Liputan6.com, Jakarta - Ketua Dewan Komisioner Lembaga Penjamin Simpanan (LPS), Halim Alamsyah menyatakan dampak kenaikan suku bunga acuan tidak akan berpangaruh dalam waktu dekat pada perekonomian Indonesia.
"Bahwa sebetulnya untuk kegiatan ekonomi di sektor industri atau sektor riil itu saya rasa pengaruh dari kenaikan suku bunga domestik masih belum banyak," kata Halim di kediamannya, Kebayoran, Jakarta Selatan, Sabtu (16/6/2018).
Halim menuturkan, dampak dari kenaikan suku bunga acuan baru akan terasa dalam jangka waktu panjang. "Paling tidak kita perlu menunggu sampai 1 tahun sampai 1,5 tahun baru kelihatan," ujar dia.
Baca Juga
Advertisement
Saat ini, lanjutnya, dampak dari kenaikan suku bunga acuan baru sebatas harapan saja. "Jadi ini lebih banyak katakanlah dampaknya itu bersifat ekspektasi, masih confident bersifat bagaimana kira-kira dampak dari kejadian di Amerika Serikat, di dunia dan bagaimana dengan kenaikkan suku bunga ini terhadap confident para pemain pasar di ekonomi Indonesia,” ujar dia.
Perekonomian akan tetap terjaga selama pemerintah terus melakukan langkah-langkah yang membuat pasar yakin pemerintah masih dalam jalur yang benar sehingga optimisme bisa dibangun dengan memperbaiki berbagai kebijakan sisi keuangan dan sisi sektor riil.
"Saya rasa upaya kita membangun keseimbangan ini akan dihargai oleh pasar, saya rasa ekonomi kita akan bagus," ujar dia.

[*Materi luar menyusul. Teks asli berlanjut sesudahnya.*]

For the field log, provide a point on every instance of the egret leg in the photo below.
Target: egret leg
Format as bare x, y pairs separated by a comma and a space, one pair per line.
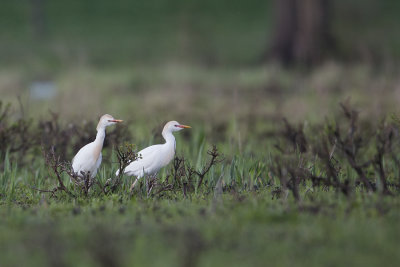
133, 185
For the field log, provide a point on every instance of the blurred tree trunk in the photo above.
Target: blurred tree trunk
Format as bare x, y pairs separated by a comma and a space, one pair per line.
302, 32
37, 18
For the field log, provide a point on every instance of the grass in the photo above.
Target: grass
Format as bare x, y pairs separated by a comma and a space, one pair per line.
245, 214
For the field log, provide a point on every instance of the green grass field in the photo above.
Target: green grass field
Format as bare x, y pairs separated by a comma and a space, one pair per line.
244, 214
322, 189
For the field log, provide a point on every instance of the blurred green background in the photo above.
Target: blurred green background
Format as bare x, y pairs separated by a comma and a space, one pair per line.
190, 60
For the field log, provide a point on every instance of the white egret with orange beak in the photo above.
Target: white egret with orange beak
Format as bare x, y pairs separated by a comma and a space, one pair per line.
88, 158
153, 158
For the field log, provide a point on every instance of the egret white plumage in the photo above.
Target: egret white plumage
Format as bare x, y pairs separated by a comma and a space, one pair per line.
88, 158
153, 158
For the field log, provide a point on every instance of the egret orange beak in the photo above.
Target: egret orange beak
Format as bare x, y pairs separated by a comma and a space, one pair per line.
183, 126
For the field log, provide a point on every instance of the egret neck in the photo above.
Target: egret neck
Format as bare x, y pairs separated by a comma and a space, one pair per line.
169, 138
100, 136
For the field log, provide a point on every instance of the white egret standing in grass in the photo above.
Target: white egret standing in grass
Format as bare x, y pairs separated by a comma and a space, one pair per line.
153, 158
88, 158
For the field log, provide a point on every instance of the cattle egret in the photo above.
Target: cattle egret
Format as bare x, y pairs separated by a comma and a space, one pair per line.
88, 158
153, 158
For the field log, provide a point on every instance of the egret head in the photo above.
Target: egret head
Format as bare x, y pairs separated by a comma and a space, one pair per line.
174, 126
107, 120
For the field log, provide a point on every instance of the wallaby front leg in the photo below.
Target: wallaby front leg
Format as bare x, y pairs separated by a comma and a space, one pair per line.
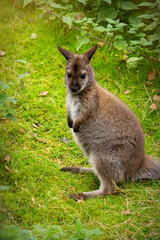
79, 120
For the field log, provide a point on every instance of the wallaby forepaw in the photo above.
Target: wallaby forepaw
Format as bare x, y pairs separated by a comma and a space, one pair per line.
78, 196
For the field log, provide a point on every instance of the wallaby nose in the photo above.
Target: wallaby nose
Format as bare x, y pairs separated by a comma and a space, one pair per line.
74, 89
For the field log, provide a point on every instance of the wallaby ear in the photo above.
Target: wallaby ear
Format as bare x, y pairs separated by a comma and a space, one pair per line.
67, 54
90, 52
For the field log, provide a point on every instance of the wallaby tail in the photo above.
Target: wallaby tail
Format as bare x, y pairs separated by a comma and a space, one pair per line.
150, 169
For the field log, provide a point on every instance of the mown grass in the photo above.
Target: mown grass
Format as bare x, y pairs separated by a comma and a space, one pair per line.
38, 189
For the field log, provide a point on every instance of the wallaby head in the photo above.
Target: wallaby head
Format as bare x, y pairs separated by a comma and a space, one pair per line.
79, 73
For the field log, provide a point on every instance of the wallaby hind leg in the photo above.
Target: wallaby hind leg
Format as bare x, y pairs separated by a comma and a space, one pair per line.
77, 169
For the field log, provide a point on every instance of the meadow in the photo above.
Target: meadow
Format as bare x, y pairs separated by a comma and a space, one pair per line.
41, 143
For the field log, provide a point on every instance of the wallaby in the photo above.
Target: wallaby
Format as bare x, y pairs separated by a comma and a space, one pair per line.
105, 128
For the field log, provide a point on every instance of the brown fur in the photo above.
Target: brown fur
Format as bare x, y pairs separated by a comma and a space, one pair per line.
105, 128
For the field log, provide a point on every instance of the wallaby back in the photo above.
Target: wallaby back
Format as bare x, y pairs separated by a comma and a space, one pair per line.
105, 128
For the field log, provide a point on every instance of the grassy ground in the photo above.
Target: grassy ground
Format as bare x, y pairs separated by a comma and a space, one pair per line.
38, 193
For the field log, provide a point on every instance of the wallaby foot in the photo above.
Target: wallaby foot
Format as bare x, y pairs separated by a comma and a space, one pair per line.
76, 169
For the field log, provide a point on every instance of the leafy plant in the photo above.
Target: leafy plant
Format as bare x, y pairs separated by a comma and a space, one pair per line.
136, 24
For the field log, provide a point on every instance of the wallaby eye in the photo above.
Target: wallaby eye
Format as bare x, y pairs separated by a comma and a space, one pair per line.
83, 76
69, 75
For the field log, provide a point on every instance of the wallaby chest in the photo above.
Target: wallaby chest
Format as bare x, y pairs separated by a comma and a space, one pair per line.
74, 106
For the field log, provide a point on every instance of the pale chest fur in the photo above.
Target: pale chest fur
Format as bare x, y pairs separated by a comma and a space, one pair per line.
74, 106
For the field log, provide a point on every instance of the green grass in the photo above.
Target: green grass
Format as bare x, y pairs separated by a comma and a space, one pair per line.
38, 189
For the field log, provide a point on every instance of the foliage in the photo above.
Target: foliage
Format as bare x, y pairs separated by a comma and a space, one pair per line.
133, 25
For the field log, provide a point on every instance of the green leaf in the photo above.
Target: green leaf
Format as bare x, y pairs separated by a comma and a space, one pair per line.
145, 42
108, 1
134, 20
68, 20
81, 41
78, 225
133, 62
26, 2
147, 16
12, 117
27, 235
82, 1
128, 5
118, 37
100, 29
147, 4
40, 16
55, 5
5, 97
120, 25
51, 17
154, 37
152, 26
90, 233
112, 21
22, 76
84, 32
120, 44
106, 13
4, 188
3, 85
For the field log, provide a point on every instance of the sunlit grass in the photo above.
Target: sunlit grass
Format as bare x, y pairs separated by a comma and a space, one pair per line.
38, 193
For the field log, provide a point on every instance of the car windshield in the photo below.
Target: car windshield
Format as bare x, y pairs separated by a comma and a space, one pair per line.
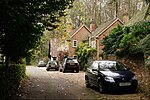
111, 66
53, 62
72, 60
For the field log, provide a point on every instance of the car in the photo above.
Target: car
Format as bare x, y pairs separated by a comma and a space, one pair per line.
52, 65
41, 63
70, 64
110, 75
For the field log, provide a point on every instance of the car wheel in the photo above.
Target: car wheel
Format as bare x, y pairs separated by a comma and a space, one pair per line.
100, 87
64, 70
77, 71
60, 70
87, 84
57, 69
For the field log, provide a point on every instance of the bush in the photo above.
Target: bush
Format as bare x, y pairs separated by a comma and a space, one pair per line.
10, 78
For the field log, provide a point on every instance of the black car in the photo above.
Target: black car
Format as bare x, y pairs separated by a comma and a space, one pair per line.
70, 64
110, 75
41, 63
52, 65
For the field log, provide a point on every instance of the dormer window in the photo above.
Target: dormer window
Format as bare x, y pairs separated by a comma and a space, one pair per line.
75, 43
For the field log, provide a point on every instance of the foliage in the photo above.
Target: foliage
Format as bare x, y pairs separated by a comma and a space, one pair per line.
145, 44
112, 41
126, 40
22, 23
84, 52
10, 78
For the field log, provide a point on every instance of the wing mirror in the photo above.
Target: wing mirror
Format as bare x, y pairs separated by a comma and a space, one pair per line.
128, 68
94, 69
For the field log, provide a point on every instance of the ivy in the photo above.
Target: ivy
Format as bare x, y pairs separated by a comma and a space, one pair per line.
84, 52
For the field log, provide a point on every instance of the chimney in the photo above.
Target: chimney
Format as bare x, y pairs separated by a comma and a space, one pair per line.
125, 16
92, 24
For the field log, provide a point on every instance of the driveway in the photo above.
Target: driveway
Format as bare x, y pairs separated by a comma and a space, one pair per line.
52, 84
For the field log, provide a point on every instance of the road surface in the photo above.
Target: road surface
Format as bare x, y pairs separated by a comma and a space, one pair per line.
53, 85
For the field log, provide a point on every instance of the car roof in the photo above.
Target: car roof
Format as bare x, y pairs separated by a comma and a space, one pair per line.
111, 61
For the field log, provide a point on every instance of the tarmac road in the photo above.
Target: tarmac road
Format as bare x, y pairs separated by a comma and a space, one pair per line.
53, 85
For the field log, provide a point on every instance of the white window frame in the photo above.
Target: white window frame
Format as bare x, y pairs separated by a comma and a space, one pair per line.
75, 43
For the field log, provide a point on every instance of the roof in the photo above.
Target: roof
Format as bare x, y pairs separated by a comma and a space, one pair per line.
105, 26
78, 29
142, 15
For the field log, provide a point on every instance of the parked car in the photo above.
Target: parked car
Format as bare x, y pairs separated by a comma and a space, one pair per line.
52, 65
70, 64
110, 75
41, 63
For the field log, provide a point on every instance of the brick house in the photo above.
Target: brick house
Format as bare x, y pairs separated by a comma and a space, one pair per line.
102, 31
82, 33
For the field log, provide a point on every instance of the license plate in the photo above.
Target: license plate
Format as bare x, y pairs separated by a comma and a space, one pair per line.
72, 64
52, 65
125, 84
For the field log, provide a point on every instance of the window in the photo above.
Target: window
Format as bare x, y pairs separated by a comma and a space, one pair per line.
75, 43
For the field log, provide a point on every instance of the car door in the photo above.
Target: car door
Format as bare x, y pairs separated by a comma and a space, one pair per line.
93, 73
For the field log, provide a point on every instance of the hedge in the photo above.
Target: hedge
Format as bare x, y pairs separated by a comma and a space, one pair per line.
10, 78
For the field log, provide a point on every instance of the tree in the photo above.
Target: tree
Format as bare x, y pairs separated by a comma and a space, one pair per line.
22, 23
125, 41
84, 52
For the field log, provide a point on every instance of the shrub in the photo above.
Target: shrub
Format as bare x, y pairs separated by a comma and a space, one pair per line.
10, 78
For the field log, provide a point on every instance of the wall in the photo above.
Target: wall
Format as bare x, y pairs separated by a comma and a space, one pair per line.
81, 35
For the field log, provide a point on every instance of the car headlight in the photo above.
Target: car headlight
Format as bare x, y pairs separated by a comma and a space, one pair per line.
109, 79
134, 78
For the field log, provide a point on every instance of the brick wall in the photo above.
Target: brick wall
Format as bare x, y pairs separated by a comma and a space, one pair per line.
81, 35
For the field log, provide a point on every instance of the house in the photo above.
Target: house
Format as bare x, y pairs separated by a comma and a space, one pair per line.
102, 31
82, 33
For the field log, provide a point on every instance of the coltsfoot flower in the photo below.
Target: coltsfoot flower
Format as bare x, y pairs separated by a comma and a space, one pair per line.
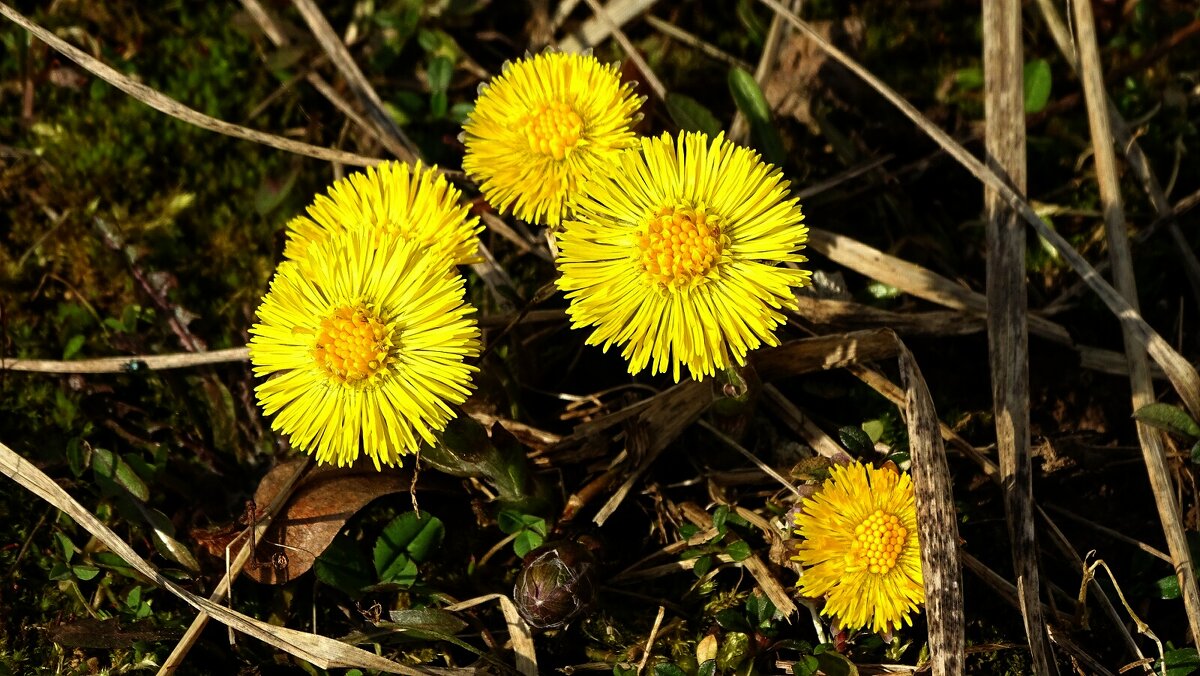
365, 340
676, 255
417, 203
544, 124
861, 549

Reporter: Yayu Agustini Rahayu
Sumber: Merdeka.com
RI Tak Bisa Hindari Pengaruh Suku Bunga The Fed
Sebelumnya, Ketua Dewan Komisioner Lembaga Penjamin Simpanan (LPS), Halim Alamsyah prediksi Bank Indonesia akan kembali menaikkan suku bunga acuan untuk menjaga stabilitas dan keseimbangan. Kenaikan tersebut menyusul keputusan Bank Sentral Amerika (The Fed) yang kembali menaikkan suku bunganya pada Juni.
"Kalau tren saya rasa perkembangan suku bunga kita kemungkinannya naik ya, karena suku bunga di AS itu naik," kata Halim saat ditemui di kediamannya, Jalan Raya Sriwijaya 1 No 10, Kebayoran, Jakarta Selatan, Sabtu (16/6/2018).
Halim menjelaskan, Indonesia mau tidak mau harus ikut menaikkan suku bunga acuan sebagai respons kenaikan suku bunga di AS.
"Jadi kita di Indonesia sebagai negara yang perekonomiannya terbuka, itu tidak bisa menghindar dari pengaruh suku bunga di AS," ujar dia.
Halim menegaskan, perekonomian Indonesia sudah dalam kondisi yang seimbang dan relatif stabil sebelum AS menaikkan suku bunga agresif. Namun kondisi tersebut hampir berubah pasca kenaikan suku bunga AS yang cukup agresif.
Kenaikan suku bunga di AS tersebut sempat membuat goyah dengan ditandai melemahnya nilai tukar rupiah terhadap dolar Amerika Serikat. Namun, BI dinilai mampu mengatasi kondisi tersebut sehingga keseimbangan ekonomi Indonesia tetap terjaga.
"Sebelum ada kenaikan suku bunga di AS sebetulnya ya kita sudah ada keseimbangan, keseimbangan dalam pengertian dengan inflasi yang relatif sekitar 3-4 persen, pertumbuhan ekonominya yang kita lihat memang sekitar 5 persen, lalu nilai tukar yang juga stabil sekitar 12.000 - 13.000 ini sebetulnya adalah suatu keseimbangan,” ujar Halim.
Ia menambahkan, ketika bank sentral AS menaikkan suku bunga membuat perubahan dari faktor yang membentuk keseimbangan tersebut. "Oleh karena itu, BI membuat perhitungan baru bagaimana agar bisa mempertahankan equilibrium atau keseimbangan ini,” kata dia.